Handle Samples Gently: Maintaining the optimal condition of your cells is paramount. Avoid subjecting them to unnecessarily harsh conditions that can lead to cell death or generate artifacts, as this can significantly impact your results. When centrifuging samples, be cautious not to spin them at higher speeds than necessary and avoid leaving samples in the centrifuge for extended periods, as prolonged pelleting can be detrimental. It’s advisable to handle samples gently to prevent the formation of bubbles, which can harm cells. When aspirating media, ensure that you leave some supernatant behind to prevent cells from drying out in a pellet.

Prevent Clumping: Flow cytometry relies on analysing individual, single cells. Clumps of cells can obstruct the flow cytometer, causing clogs and inconvenience to other users. To reduce the risk of clumping, consider keeping wash and media buffers at a temperature of 4°C, particularly if your experiment permits this.

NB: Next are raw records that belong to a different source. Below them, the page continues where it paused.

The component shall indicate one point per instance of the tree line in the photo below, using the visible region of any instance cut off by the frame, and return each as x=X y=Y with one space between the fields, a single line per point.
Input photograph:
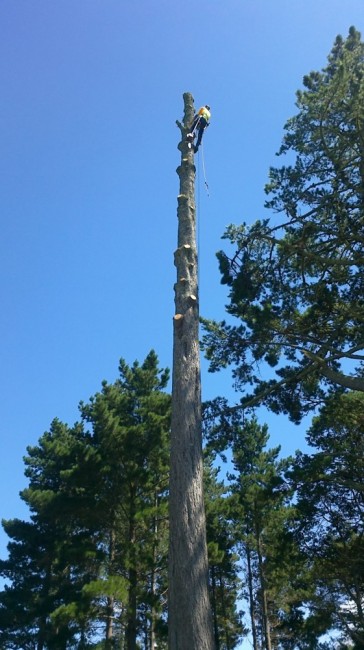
x=285 y=535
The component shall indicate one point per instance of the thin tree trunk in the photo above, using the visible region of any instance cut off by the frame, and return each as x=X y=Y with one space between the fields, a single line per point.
x=109 y=632
x=190 y=619
x=131 y=627
x=265 y=617
x=251 y=597
x=153 y=614
x=214 y=607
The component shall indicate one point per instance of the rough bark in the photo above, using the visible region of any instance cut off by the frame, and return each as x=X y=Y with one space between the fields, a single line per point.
x=190 y=618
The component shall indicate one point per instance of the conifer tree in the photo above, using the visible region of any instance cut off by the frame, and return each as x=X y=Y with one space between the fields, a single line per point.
x=190 y=622
x=329 y=525
x=296 y=284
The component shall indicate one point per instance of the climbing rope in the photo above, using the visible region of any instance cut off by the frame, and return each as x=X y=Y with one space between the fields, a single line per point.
x=204 y=172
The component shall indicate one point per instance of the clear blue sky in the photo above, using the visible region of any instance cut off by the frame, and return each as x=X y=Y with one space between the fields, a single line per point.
x=90 y=93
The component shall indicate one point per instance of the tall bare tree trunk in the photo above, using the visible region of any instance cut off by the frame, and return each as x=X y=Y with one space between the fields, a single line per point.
x=190 y=618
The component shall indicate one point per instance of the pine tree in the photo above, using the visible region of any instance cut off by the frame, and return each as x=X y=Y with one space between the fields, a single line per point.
x=190 y=623
x=296 y=285
x=330 y=516
x=51 y=556
x=223 y=562
x=130 y=422
x=260 y=500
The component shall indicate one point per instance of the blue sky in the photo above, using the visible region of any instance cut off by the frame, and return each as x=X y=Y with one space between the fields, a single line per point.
x=88 y=151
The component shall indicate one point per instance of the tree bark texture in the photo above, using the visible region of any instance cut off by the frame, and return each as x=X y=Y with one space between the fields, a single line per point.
x=190 y=617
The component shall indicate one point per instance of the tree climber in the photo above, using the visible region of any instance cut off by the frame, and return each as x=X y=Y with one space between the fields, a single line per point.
x=200 y=122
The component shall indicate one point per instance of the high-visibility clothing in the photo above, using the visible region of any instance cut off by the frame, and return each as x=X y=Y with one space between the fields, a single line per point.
x=205 y=113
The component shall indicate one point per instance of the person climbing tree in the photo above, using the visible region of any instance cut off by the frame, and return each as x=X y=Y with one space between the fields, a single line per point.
x=200 y=122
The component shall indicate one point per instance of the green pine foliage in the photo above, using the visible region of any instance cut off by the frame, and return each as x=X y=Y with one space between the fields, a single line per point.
x=296 y=284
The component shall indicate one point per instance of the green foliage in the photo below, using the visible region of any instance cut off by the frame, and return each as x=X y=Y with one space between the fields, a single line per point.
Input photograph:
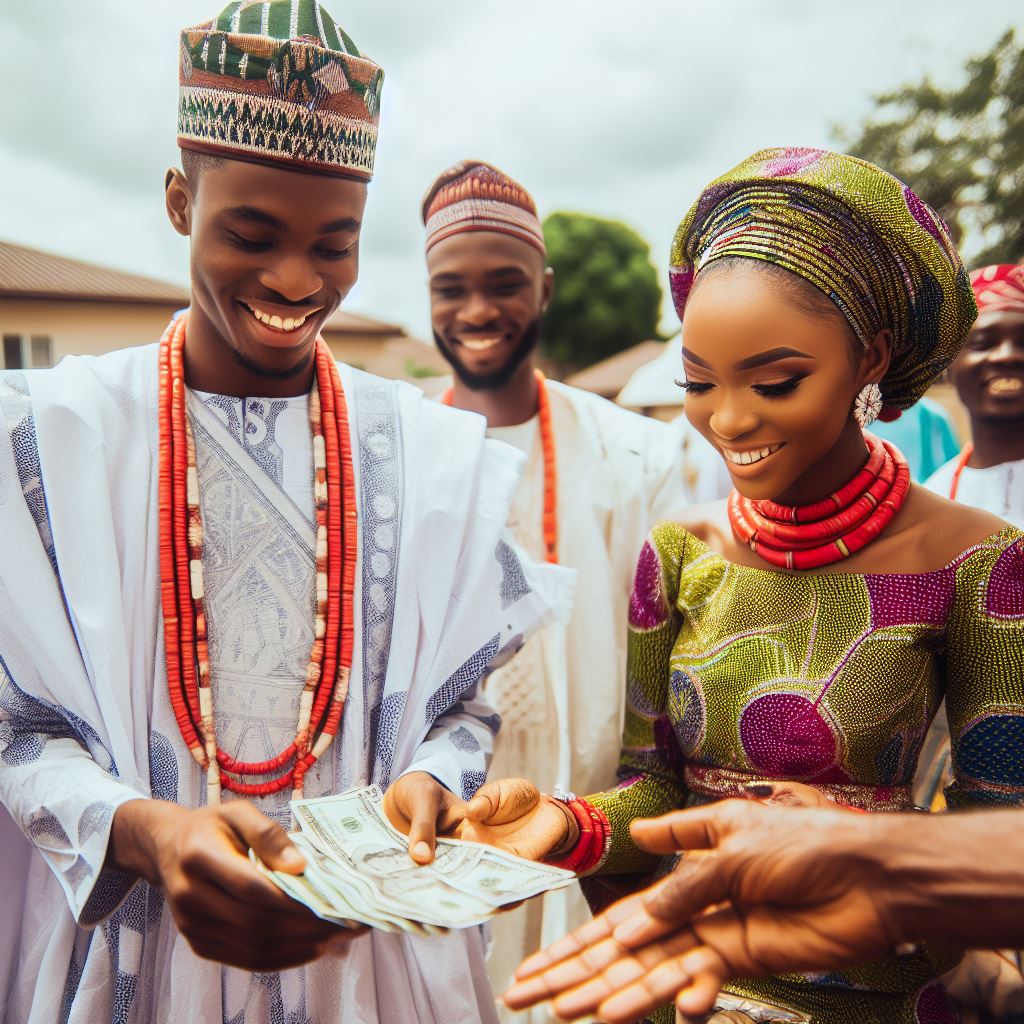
x=417 y=372
x=607 y=297
x=962 y=150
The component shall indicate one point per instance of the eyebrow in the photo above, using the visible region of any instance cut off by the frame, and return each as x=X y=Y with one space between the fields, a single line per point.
x=253 y=213
x=761 y=359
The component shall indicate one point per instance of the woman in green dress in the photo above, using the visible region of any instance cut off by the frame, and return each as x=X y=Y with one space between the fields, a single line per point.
x=805 y=632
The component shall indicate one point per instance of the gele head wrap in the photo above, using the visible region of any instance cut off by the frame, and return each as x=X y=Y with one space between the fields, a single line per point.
x=279 y=82
x=998 y=288
x=472 y=196
x=858 y=235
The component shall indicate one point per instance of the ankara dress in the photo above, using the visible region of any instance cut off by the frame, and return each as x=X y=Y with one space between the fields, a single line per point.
x=737 y=673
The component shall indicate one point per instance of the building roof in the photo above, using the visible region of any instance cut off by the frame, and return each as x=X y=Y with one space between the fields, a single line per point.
x=32 y=273
x=608 y=377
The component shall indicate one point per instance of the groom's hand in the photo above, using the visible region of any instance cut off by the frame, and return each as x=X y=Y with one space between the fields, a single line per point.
x=419 y=806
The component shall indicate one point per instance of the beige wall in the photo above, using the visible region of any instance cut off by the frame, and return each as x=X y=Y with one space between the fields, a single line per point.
x=84 y=328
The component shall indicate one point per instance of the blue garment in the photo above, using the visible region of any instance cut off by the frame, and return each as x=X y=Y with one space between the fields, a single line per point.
x=925 y=434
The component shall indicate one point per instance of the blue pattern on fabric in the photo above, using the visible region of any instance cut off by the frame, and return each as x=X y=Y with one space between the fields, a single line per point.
x=992 y=751
x=253 y=423
x=514 y=585
x=25 y=446
x=28 y=715
x=463 y=739
x=163 y=768
x=381 y=503
x=471 y=781
x=454 y=688
x=388 y=723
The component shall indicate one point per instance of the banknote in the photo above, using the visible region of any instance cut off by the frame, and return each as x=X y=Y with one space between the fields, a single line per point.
x=358 y=871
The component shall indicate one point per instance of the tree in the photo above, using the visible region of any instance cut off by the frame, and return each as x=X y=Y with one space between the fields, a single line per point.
x=962 y=150
x=606 y=295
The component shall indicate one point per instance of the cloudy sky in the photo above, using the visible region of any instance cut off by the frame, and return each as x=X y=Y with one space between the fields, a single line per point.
x=619 y=109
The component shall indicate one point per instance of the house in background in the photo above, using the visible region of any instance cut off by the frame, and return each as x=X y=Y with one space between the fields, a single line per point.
x=51 y=306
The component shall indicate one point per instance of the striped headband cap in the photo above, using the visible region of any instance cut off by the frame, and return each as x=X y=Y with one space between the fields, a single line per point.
x=280 y=83
x=856 y=233
x=472 y=196
x=998 y=288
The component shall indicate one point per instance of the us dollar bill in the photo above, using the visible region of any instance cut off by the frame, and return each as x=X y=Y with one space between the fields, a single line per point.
x=358 y=870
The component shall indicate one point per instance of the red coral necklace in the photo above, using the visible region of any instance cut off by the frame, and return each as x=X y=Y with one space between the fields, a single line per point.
x=550 y=519
x=182 y=594
x=806 y=537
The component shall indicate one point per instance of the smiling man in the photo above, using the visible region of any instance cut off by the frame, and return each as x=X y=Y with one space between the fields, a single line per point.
x=233 y=572
x=597 y=477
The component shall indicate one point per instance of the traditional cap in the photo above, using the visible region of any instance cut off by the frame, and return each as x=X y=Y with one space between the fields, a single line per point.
x=998 y=288
x=854 y=231
x=281 y=83
x=472 y=196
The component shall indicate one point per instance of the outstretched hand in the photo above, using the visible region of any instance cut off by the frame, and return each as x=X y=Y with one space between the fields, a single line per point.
x=419 y=806
x=777 y=890
x=514 y=816
x=222 y=905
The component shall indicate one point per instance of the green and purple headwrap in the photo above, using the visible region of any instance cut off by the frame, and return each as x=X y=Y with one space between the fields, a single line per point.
x=856 y=233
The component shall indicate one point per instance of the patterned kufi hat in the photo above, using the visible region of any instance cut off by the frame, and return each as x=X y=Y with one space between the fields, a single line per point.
x=854 y=231
x=998 y=288
x=472 y=196
x=280 y=83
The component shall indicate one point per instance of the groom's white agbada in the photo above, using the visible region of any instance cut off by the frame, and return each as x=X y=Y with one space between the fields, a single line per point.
x=85 y=719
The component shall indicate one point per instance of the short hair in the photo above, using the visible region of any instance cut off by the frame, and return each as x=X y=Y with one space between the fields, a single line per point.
x=194 y=164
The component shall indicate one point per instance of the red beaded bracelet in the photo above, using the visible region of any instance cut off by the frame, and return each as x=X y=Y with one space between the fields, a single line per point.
x=595 y=836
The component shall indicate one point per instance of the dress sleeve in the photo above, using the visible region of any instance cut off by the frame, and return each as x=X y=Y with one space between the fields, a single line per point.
x=55 y=786
x=650 y=765
x=985 y=676
x=457 y=751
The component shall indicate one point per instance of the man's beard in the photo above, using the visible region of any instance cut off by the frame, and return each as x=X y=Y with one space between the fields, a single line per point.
x=498 y=378
x=279 y=375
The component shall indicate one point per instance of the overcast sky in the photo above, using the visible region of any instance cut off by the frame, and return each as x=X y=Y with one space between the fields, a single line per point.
x=620 y=109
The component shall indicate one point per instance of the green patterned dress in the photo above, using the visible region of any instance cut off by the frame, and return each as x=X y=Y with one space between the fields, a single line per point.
x=737 y=674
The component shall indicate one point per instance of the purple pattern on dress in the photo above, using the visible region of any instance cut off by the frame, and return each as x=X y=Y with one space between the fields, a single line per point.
x=792 y=161
x=921 y=213
x=1006 y=585
x=912 y=599
x=933 y=1007
x=647 y=604
x=785 y=736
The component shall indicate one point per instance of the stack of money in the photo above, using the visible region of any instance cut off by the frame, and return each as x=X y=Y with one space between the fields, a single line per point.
x=358 y=871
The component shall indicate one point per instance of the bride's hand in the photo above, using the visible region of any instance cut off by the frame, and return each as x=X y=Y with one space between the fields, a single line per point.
x=514 y=816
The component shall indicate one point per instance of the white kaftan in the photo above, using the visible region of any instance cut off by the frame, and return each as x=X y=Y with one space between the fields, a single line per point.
x=998 y=489
x=561 y=697
x=85 y=720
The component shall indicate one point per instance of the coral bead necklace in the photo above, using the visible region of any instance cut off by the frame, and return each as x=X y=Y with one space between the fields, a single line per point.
x=806 y=537
x=182 y=594
x=550 y=517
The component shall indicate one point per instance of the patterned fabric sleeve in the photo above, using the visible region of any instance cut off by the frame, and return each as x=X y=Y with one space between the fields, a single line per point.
x=985 y=675
x=458 y=749
x=650 y=766
x=57 y=783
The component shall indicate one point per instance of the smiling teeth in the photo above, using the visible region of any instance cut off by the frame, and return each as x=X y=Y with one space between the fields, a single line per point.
x=747 y=458
x=479 y=344
x=279 y=324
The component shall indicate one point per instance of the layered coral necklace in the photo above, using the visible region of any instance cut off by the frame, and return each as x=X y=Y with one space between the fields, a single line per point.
x=550 y=519
x=806 y=537
x=182 y=594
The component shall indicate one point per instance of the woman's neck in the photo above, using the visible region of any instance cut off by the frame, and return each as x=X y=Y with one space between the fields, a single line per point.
x=829 y=473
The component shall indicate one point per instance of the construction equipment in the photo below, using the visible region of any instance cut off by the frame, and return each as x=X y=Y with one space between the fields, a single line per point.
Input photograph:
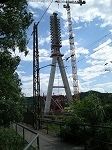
x=72 y=46
x=56 y=58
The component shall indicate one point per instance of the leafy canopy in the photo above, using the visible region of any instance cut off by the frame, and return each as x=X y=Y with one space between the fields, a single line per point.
x=14 y=20
x=11 y=98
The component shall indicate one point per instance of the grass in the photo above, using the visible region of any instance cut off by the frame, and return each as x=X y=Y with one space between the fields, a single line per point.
x=10 y=140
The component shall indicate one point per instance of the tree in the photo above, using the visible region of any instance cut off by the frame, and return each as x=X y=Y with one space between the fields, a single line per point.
x=14 y=20
x=11 y=97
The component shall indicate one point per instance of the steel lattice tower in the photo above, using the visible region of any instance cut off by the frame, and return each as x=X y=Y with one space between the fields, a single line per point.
x=56 y=58
x=36 y=78
x=72 y=51
x=72 y=46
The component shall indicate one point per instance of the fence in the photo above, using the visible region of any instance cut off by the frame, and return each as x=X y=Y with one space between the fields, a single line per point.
x=96 y=132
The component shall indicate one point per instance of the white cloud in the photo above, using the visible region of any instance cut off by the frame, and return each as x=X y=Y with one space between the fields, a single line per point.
x=88 y=12
x=43 y=40
x=99 y=62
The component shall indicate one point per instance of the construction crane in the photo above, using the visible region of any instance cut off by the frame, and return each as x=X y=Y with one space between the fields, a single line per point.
x=72 y=46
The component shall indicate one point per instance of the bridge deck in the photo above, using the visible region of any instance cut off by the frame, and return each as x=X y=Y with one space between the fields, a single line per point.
x=48 y=142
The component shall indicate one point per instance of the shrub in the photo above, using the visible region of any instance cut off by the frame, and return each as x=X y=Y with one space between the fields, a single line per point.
x=9 y=140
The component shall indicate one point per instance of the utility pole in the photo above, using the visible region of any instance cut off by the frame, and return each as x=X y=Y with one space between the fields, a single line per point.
x=72 y=45
x=56 y=58
x=36 y=78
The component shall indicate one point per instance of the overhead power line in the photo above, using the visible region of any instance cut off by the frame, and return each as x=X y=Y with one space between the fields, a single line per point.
x=94 y=51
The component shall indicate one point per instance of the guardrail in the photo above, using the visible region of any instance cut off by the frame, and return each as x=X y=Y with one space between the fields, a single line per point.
x=23 y=135
x=84 y=127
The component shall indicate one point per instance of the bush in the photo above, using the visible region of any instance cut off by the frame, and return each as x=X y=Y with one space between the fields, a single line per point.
x=87 y=111
x=9 y=140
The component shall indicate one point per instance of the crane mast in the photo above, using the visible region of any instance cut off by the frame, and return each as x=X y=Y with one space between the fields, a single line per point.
x=72 y=46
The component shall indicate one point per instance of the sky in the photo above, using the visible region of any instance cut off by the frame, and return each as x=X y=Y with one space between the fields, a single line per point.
x=92 y=28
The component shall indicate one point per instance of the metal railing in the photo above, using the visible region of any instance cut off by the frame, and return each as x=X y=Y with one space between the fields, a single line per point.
x=30 y=144
x=85 y=128
x=36 y=138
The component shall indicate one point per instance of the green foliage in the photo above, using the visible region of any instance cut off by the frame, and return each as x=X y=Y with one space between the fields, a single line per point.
x=14 y=20
x=11 y=98
x=90 y=110
x=9 y=140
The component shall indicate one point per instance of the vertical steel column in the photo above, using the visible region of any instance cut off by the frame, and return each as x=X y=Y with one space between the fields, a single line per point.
x=72 y=51
x=56 y=58
x=36 y=77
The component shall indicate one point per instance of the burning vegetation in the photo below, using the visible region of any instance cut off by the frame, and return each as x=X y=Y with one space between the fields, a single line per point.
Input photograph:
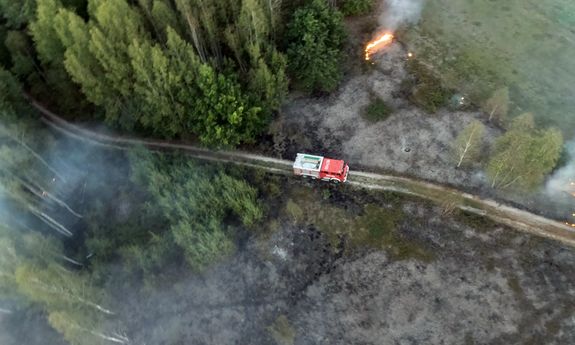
x=378 y=44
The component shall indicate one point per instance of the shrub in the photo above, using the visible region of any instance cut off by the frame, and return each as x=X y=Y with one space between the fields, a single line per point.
x=355 y=7
x=377 y=110
x=425 y=90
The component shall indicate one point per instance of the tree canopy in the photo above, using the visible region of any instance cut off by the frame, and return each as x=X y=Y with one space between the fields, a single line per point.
x=315 y=37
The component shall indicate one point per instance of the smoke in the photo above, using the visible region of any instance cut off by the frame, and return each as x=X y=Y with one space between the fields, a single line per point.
x=560 y=182
x=399 y=12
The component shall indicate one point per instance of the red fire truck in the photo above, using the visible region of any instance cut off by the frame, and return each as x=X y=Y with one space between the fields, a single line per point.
x=322 y=168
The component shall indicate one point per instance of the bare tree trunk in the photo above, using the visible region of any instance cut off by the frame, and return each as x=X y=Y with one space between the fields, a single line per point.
x=467 y=146
x=493 y=112
x=33 y=153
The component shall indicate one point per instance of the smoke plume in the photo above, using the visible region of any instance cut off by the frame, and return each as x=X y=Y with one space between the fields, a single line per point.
x=399 y=12
x=560 y=181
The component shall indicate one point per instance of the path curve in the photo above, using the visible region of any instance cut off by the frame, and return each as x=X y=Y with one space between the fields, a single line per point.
x=446 y=196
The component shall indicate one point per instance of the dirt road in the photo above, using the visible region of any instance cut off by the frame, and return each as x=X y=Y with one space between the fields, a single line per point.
x=449 y=197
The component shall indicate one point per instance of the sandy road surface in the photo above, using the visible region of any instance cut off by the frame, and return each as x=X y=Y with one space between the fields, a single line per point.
x=505 y=214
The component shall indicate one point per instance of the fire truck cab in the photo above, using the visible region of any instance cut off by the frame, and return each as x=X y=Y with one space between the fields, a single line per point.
x=321 y=168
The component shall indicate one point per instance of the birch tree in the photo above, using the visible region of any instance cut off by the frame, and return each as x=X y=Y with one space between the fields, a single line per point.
x=497 y=106
x=467 y=145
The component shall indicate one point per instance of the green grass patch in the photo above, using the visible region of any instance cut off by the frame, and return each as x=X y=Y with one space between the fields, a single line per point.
x=424 y=88
x=377 y=110
x=375 y=227
x=282 y=331
x=480 y=46
x=378 y=228
x=475 y=221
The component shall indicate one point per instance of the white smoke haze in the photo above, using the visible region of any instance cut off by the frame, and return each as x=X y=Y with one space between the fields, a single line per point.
x=400 y=12
x=560 y=182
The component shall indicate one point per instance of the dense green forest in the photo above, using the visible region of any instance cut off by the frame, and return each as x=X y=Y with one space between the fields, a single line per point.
x=210 y=70
x=213 y=71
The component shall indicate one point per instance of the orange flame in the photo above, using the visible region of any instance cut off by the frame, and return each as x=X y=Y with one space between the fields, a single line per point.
x=378 y=44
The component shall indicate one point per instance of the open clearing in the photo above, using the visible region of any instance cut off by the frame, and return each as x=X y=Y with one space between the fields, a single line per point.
x=526 y=45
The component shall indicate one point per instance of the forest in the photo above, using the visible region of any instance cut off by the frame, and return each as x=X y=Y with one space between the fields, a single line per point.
x=81 y=226
x=213 y=71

Dissociate Tissues Thoughtfully: Achieving single, intact cells suitable for flow cytometry is essential. When dissociating tissues, take care to minimise cell damage. Consider methods such as tissue mincing, mesh filtering, or enzymatic digestion based on the specific requirements of your cell type. If you are working with rare cell types, opt for gentler methods to preserve them. For example, neutral protease (dispase) is a milder treatment than trypsin and is commonly used for isolating iPSCs. Some cell types, like F4/80+ macrophages and follicular dendritic cells, may require enzymatic treatment for release, and the specific enzymes needed should be determined based on established protocols.